9.27.2009

In A Real Way

Something happened today. Well...something happens everyday, but this was something that really drove me up the wall. I'd like to think I'd be someone who can cope in stressful situations if a stressful situation called for coping...but I very well may be that person flailing into the dark when there is an emergency in progress. I don't know, being responsible can be hard. Sometimes I just don't want to be. I want to not care and have nobody notice. This thing by the by was me losing my wallet. It was actually one of the scariest feelings I've ever felt. I truly saw myself in a moment and how vulnerable I felt. The only part of the whole thing that I liked was how I quickly just accepted it.
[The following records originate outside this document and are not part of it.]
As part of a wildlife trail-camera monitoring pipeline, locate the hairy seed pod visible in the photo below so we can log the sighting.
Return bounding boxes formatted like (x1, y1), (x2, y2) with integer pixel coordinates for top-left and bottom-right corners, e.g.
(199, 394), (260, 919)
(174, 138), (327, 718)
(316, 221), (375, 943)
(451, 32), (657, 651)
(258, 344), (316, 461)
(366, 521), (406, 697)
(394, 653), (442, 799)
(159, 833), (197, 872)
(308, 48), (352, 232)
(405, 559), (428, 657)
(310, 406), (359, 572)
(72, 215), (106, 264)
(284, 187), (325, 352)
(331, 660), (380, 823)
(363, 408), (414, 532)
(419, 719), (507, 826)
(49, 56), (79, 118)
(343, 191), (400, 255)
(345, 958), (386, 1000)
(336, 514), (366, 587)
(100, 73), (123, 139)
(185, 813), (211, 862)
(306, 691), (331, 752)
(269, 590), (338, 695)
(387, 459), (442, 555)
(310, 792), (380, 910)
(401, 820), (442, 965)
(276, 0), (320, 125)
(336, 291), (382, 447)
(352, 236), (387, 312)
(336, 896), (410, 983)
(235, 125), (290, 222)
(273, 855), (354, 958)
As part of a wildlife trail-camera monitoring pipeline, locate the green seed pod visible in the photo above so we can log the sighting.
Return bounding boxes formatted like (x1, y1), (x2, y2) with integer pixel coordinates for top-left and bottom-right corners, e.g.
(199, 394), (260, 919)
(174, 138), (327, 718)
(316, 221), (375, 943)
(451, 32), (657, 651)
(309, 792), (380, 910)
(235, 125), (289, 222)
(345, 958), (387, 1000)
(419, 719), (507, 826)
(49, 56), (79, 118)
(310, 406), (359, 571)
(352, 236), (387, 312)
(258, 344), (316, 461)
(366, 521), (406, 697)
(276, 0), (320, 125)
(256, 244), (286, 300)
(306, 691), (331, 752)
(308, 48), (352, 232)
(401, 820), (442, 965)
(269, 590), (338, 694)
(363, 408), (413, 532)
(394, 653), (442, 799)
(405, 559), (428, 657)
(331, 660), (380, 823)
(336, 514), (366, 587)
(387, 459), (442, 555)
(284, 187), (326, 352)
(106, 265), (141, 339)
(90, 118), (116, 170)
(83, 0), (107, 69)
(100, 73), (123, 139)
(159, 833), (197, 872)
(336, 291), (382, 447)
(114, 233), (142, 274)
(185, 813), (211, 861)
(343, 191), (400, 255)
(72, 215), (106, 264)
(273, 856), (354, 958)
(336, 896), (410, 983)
I got over it and said, "Well now what?" Still though, I realized how easy it is to get so caught up in superficial problems. I wish I wasn't so vain. And I mean that. I can be narcistic and proud to the fullest potential of their definitions, but that doesn't bother me as much as vanity does. There's just some thing kind of dirty about its connotation. Anyways, it made me feel vain. Like this problem was of ridiculous merit. It isn't though. Things just are and will keep happening. This idea is so nice. It makes things feel like oblongs of soft colors in a rainy park. Like someone who tips their hat to you and cheers to your health. Like your walls are your favorite paintings and the floor a game of checkers your winning. It's so easy to make things easy. It's just a matter of doing it. Watch me. You'll know it by smile and happy tune in my mouth.